Wednesday, September 17, 2014

LAX People Mover... a Reality?

In 2008, 68% of Los Angeles County voters approved a half cent sales tax increase via Measure R slated for transit infrastructure projects. This is one of a dozen of them...

When LAX was built in 1960, apparently no one thought to put a public transit system in place to take riders from the surrounding buses, directly in to LAX. Enter the LAX People Mover. Mayor Eric Garcetti is quoted as saying," I think it will fix a historic mistake of our past." Hopefully it will! Let's discuss.

Ok, so the funding has been stated. We all voted on it. Or at least the 12% of Los Angeles County residents that vote on this sort of thing voted on it, and passed it. So we have the dough.

How are we going to get there? The Metro Green Line, or Crenshaw Line, is currently under construction at a cost of approximately $330M. The station for the LAX people mover would be added to this expansion of the line and it would be located at Aviation & 96th. Currently the Green Line is 1.5 miles short of LAX and there is a shuttle bus that you have to catch to get into the airport. That is brutal and complete nonsense.

The people mover, which would be built by Los Angeles World Airports (LAWA) which runs LAX, would run on an elevated guideway, above traffic, directly to the airport. Detailed finalized plans for how many stops inside the LAX horseshoe are due in December 2014 but it is somewhere between 2-5 stops for the LAX terminals.
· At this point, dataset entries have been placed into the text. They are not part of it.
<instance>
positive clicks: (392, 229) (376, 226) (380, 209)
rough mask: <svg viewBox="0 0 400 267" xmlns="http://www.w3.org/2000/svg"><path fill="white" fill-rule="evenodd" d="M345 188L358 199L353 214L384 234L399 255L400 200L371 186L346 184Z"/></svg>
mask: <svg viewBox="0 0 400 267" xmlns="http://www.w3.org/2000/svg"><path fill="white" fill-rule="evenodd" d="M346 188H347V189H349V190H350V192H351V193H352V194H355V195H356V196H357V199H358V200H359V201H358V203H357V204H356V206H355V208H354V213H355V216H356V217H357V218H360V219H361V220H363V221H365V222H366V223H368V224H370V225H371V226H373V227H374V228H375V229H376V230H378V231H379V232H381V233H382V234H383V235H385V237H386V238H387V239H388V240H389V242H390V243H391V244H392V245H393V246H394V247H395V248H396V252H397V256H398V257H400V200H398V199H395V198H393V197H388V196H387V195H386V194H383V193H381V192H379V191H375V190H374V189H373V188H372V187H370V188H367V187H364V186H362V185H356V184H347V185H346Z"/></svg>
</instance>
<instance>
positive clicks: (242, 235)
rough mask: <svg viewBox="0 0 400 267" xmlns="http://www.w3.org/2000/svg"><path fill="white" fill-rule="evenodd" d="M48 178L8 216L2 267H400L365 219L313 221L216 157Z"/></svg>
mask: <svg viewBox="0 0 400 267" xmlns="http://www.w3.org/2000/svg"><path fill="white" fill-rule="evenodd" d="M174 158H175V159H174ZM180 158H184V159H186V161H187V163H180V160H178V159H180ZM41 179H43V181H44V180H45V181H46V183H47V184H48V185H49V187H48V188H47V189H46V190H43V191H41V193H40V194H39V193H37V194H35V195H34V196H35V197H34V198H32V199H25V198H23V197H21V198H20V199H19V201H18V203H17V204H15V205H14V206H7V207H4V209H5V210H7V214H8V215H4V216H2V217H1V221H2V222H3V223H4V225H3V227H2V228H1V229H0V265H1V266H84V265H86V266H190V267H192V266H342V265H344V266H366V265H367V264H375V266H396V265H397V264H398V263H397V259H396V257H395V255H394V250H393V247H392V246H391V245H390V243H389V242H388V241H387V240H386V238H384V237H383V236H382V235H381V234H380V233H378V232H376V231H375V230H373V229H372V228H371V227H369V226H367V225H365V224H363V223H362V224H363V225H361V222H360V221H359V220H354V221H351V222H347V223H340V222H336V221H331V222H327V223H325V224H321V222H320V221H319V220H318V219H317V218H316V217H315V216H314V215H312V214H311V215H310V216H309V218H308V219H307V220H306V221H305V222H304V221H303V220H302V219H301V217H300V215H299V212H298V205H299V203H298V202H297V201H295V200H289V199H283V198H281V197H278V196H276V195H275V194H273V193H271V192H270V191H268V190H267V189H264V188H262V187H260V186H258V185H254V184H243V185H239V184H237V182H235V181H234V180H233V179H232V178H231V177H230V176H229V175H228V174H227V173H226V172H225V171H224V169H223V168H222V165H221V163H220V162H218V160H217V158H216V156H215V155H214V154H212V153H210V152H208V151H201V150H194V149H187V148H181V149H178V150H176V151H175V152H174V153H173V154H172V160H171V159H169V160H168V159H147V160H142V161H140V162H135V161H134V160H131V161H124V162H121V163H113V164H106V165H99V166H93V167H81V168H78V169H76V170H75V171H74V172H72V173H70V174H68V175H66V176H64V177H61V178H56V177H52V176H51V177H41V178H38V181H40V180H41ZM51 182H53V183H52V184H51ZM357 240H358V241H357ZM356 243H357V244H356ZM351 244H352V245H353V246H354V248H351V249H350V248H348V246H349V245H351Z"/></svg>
LAWA would be responsible for covering the costs of the people mover itself, for all the construction, and for maintaining it. It could look something like this:


CONRAC refers to the consolidated Rent-a-Car Center

Artist Rendering of the People Mover Station


LA Metro is on the hook for the station (where our Measure R dollars go). Mayor Garcetti and others in City Government have asked that the Aviation/96th Station be state of the art and really worthy of the costs associated with the project. They want a fully encolsed station including: retail and convenience shops, WiFi, airline information boards, private vehicle drop off and taxi stands, ATM's, and even possibly currency exchange and luggage check in. All of this in LEED Silver Certified construction to make sure there is minimal environmental impact and that it is sustainably built.
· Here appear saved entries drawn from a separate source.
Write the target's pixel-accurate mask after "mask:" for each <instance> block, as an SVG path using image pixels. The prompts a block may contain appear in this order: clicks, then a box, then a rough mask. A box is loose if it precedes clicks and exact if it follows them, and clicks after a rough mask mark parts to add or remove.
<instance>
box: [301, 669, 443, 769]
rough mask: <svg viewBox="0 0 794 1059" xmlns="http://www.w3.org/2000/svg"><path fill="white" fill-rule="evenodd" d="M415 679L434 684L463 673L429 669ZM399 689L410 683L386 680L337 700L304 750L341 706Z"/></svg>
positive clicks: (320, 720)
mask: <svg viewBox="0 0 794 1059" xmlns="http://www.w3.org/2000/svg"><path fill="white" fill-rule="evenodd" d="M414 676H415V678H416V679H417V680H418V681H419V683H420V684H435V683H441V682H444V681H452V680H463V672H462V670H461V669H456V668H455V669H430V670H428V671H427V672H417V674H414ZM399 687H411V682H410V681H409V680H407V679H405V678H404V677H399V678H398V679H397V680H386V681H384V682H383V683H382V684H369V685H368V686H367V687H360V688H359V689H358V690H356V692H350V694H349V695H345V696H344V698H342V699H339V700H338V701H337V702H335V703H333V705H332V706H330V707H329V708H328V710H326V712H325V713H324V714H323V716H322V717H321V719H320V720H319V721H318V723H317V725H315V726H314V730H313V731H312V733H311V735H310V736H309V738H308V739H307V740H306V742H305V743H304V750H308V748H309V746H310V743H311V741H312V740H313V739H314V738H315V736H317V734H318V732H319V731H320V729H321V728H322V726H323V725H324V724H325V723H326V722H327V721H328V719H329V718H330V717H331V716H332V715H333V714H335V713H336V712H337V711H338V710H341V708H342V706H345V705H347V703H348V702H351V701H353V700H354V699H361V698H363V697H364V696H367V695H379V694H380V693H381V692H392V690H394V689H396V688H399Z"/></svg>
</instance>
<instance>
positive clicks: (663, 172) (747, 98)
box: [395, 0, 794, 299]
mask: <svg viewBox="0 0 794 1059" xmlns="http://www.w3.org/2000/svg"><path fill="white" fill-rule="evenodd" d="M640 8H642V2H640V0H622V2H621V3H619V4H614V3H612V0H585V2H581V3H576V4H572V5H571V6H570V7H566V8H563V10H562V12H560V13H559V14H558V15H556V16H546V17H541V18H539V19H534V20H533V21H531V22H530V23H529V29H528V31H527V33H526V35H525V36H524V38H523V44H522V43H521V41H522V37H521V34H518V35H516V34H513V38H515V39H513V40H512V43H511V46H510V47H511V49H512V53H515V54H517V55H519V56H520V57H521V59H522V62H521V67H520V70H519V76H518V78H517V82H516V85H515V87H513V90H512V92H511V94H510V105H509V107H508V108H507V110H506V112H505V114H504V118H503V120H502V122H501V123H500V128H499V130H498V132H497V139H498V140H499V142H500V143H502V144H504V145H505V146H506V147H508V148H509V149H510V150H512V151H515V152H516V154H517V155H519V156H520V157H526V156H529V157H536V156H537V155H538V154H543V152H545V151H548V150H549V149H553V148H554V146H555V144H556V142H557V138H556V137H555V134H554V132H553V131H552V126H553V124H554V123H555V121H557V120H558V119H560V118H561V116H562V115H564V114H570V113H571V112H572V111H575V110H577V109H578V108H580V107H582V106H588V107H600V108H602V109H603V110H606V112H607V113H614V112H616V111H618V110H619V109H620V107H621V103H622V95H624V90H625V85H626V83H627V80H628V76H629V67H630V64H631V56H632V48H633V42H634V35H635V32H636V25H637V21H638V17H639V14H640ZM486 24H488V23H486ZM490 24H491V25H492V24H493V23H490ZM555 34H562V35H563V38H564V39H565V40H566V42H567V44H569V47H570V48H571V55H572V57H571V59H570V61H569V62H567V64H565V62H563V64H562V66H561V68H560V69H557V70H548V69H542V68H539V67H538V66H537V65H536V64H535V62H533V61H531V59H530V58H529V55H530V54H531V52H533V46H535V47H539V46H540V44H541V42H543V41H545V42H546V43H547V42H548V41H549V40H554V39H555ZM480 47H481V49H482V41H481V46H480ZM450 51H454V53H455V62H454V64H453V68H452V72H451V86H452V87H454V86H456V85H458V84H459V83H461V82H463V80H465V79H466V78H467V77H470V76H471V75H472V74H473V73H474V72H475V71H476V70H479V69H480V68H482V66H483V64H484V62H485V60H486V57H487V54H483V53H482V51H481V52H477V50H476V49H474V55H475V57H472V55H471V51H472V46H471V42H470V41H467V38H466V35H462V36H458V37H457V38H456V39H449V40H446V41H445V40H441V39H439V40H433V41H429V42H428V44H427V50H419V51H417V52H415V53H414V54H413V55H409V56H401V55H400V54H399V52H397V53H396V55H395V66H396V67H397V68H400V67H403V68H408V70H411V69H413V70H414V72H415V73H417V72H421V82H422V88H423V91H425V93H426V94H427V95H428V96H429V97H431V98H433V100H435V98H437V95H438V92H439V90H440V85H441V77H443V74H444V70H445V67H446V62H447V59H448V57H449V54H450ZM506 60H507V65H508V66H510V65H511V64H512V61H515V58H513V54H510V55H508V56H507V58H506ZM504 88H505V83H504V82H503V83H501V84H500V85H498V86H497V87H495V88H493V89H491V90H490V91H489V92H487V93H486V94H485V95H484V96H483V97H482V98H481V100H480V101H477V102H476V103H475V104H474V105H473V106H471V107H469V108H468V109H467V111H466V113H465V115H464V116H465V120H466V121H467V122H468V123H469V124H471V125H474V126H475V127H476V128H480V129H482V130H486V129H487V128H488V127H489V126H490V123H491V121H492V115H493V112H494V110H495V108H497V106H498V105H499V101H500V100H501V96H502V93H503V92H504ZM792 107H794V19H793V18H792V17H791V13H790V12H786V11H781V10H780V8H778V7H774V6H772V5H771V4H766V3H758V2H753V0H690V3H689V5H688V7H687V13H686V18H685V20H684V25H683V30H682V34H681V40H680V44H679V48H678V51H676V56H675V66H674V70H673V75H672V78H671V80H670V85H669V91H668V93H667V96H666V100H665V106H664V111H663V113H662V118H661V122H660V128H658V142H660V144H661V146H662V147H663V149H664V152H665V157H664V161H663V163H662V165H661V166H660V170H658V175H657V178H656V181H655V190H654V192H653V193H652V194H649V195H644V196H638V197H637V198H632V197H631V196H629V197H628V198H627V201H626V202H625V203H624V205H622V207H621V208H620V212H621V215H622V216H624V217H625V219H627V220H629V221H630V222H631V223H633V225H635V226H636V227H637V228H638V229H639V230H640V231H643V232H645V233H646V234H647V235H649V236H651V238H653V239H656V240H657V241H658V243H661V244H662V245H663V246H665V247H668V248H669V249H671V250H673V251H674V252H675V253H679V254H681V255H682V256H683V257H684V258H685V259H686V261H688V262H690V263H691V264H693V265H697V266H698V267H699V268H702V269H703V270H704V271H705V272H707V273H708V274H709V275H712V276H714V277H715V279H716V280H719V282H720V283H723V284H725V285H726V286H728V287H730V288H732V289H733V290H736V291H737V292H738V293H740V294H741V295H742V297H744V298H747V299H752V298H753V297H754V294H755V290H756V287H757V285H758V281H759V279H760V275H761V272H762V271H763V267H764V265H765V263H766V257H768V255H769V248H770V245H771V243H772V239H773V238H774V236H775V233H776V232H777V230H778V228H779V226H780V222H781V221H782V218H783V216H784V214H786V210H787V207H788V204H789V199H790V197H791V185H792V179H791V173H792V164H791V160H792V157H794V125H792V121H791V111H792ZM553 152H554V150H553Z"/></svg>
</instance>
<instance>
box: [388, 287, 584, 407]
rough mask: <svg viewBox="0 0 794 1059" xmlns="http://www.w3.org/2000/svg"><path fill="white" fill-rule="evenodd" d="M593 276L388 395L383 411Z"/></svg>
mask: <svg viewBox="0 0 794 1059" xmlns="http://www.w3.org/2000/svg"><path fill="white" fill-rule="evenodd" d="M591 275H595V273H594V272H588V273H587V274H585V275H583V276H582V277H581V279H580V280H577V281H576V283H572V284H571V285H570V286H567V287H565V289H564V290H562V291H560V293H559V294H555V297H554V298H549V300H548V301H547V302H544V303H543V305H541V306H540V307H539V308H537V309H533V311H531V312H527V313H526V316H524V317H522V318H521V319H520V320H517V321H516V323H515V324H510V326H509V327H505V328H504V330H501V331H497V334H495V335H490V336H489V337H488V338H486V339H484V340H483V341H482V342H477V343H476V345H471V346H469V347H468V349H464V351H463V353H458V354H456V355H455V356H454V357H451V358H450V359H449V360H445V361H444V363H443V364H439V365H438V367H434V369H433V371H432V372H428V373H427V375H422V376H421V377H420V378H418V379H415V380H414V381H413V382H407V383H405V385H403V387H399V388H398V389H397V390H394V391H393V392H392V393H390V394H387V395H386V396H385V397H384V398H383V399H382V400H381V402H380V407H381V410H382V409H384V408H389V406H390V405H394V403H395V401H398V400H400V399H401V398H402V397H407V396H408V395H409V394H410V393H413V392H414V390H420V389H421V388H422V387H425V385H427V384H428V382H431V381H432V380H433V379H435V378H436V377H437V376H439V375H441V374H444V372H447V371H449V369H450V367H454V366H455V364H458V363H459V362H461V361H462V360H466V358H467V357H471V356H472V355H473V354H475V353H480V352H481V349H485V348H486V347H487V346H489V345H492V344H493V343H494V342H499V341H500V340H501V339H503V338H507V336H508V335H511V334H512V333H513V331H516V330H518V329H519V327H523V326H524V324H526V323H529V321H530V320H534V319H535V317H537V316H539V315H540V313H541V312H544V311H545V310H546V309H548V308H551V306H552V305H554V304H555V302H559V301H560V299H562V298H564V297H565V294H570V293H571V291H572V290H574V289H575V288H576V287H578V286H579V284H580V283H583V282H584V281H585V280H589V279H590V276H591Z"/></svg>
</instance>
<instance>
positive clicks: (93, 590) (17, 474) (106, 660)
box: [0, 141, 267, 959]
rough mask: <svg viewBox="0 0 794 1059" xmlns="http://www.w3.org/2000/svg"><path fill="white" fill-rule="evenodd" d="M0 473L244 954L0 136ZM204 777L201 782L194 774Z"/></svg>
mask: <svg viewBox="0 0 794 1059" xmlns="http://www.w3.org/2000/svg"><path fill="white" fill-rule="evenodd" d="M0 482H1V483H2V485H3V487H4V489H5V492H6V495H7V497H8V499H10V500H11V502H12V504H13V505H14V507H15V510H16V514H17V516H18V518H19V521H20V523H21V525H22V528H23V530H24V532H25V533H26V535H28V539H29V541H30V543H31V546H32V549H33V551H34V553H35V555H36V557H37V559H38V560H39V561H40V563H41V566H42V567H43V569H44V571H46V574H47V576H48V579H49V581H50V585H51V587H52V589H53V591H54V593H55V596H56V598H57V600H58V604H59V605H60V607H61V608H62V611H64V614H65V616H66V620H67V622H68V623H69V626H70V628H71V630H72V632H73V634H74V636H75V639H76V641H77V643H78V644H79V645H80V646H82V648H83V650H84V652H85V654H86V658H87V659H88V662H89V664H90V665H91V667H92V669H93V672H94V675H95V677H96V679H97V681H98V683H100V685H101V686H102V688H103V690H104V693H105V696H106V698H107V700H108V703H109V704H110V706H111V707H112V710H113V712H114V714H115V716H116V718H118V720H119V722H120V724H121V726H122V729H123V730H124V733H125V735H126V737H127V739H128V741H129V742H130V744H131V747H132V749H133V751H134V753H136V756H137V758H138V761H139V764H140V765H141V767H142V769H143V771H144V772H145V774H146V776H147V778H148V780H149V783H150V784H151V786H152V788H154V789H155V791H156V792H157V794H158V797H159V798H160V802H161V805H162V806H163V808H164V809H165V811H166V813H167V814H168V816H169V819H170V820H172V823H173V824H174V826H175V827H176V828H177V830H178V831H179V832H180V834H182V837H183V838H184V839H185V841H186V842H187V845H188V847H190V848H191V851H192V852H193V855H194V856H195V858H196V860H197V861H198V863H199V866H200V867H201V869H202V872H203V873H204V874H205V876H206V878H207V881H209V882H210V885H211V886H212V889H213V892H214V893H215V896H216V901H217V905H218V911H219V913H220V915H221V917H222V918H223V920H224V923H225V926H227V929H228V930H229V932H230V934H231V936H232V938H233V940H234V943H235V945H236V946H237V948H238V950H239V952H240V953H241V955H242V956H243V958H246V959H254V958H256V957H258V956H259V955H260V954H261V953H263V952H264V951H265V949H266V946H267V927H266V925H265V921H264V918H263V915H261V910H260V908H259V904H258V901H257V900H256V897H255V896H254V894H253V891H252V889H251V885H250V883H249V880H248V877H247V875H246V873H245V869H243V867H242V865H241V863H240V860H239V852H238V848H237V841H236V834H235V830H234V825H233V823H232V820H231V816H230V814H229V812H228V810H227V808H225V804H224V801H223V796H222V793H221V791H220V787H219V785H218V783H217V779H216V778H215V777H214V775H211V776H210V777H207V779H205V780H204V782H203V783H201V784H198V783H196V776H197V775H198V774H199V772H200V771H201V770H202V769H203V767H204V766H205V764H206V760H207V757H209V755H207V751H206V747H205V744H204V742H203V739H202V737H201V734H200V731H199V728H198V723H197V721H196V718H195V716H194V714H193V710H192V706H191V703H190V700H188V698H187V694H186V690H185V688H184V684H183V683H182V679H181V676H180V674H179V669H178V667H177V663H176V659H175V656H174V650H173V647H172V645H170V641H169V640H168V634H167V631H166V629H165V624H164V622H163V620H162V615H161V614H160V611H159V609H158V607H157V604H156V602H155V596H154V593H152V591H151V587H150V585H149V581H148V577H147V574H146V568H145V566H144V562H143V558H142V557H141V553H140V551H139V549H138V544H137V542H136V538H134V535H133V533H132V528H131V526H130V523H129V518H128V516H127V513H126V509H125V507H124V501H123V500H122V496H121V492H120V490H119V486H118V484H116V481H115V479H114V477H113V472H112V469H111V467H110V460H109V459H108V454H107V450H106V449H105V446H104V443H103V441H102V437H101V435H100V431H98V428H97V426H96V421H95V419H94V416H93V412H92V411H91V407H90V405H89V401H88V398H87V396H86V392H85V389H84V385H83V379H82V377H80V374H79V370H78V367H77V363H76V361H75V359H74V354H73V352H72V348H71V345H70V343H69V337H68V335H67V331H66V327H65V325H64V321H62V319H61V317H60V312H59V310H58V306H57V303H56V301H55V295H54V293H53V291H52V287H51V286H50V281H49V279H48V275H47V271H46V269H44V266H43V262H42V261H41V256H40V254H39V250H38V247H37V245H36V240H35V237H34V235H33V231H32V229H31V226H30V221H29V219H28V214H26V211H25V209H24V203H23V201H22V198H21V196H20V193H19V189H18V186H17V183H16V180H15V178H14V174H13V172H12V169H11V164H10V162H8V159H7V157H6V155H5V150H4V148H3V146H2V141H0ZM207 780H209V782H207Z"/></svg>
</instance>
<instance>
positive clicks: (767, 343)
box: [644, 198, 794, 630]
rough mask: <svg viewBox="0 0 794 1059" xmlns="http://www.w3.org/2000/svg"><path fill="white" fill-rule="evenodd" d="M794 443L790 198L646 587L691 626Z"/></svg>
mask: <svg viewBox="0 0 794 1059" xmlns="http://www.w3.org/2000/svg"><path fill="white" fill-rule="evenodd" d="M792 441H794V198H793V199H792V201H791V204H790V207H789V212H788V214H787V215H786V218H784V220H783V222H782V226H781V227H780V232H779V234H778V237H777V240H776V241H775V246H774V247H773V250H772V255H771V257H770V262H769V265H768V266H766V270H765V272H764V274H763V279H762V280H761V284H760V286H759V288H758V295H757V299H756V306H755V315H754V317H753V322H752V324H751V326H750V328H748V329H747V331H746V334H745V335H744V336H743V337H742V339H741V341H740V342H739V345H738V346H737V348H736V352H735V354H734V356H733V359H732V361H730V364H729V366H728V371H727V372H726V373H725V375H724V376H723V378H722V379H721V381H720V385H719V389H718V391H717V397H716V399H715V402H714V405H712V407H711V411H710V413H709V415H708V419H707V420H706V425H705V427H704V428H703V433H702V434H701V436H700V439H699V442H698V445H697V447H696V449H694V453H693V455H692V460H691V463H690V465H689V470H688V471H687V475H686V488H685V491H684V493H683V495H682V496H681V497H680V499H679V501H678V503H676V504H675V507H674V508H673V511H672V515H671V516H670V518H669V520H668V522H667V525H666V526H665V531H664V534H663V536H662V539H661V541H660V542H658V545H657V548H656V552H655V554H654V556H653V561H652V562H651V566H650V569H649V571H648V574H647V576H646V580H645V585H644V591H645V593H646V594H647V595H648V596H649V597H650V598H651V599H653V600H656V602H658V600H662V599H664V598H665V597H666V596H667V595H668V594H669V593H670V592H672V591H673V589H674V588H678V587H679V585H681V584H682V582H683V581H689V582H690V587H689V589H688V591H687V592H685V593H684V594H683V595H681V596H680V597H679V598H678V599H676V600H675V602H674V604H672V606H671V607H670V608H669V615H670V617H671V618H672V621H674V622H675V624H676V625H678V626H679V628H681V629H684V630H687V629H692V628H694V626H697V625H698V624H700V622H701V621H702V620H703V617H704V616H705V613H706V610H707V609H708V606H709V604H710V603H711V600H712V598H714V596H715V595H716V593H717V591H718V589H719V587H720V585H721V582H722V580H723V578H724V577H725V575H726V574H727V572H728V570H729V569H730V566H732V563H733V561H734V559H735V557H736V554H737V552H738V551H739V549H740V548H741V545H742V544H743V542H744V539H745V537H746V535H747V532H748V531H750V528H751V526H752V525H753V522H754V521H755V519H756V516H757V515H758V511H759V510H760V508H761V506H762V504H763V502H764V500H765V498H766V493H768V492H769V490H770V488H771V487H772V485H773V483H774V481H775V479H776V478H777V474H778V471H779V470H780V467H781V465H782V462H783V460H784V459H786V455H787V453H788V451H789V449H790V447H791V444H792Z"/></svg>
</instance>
Proposed dates for completion of construction at this point are, 2019 for the completion of the Aviation/96th Station, and 2020-2022 for the people mover to be completed and operational.

Is it worth it?

By 2022, LAWA estimates that 57% of travelers will arrive at LAX via private car, 33% by taxi, limo or shuttle, 8% by Flyaway, and 1-2% via buses and rail. Is is worth upwards of $1B to cater to 1-2% of all travelers at LAX? According to LAWA there were 66.6 million passengers that went through LAX in 2013. That means if that number doesn't change, a ridership of 660,000 - 1,330,000 for the people mover. Taking a million cars out of LAX every year seems pretty worth it to me!
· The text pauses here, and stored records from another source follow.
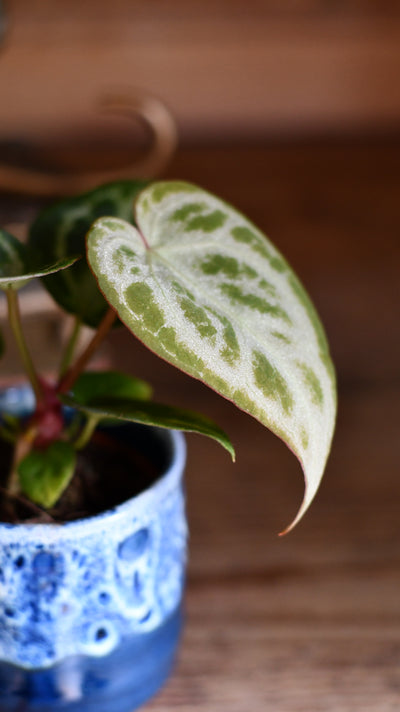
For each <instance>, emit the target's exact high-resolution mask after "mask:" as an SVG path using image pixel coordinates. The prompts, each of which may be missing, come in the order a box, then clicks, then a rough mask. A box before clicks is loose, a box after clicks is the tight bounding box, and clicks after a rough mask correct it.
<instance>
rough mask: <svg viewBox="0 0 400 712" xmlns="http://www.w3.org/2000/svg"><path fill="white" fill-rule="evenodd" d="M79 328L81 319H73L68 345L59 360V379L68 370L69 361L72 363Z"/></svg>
mask: <svg viewBox="0 0 400 712" xmlns="http://www.w3.org/2000/svg"><path fill="white" fill-rule="evenodd" d="M81 328H82V321H81V319H79V317H75V319H74V323H73V327H72V332H71V335H70V337H69V339H68V343H67V345H66V347H65V351H64V354H63V358H62V360H61V366H60V378H62V377H63V376H64V375H65V373H66V371H67V370H68V368H69V367H70V365H71V361H72V359H73V356H74V353H75V349H76V345H77V343H78V339H79V334H80V332H81Z"/></svg>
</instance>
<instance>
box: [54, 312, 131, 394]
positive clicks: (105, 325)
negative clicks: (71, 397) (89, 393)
mask: <svg viewBox="0 0 400 712" xmlns="http://www.w3.org/2000/svg"><path fill="white" fill-rule="evenodd" d="M116 318H117V315H116V313H115V311H114V310H113V309H111V308H110V309H109V310H108V311H107V313H106V315H105V316H104V318H103V320H102V321H101V322H100V325H99V328H98V329H97V331H96V332H95V334H94V336H93V338H92V340H91V341H90V342H89V344H88V345H87V347H86V349H85V350H84V352H83V353H82V354H81V355H80V356H79V358H78V360H77V361H76V362H75V363H74V364H73V365H72V366H71V368H69V369H68V371H67V373H66V374H65V375H64V376H63V377H62V378H61V380H60V383H59V384H58V389H57V390H58V393H67V392H68V391H69V390H70V389H71V388H72V386H73V385H74V383H75V381H76V379H77V378H78V376H80V374H81V373H82V371H83V369H84V368H85V366H86V364H87V363H88V362H89V361H90V359H91V358H92V356H93V354H94V352H95V351H96V350H97V348H98V347H99V346H100V344H101V342H102V341H103V339H104V338H105V336H107V334H108V332H109V331H110V329H111V327H112V325H113V323H114V321H115V319H116Z"/></svg>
So, in less than a decade we should correct a 60's era wrong. Garcetti likes it, do you?

Cheers,

TJ

PS - All of this movement to the airport is coupled with the MUCH NEEDED updates that are happening to the terminals themselves. Last year LAWA completed a $2.1 Billion update to the Tom Bradley International Terminal, LAX's busiest and most profitable terminal. Currently underway are updates as follows:
Terminal 1 - $508,000,000 - Southwest
Terminal 2 - $300,000,000
Terminal 3 - already partially done by Virgin America and Virgin Australia
Terminal 5 - $250,000,000 - Delta
Terminal 6 - Alaska has updated its part and United is in the process of updating its section
Terminals 7-8 - $400,000,000 - United

LAX is (hopefully) getting better and more efficient!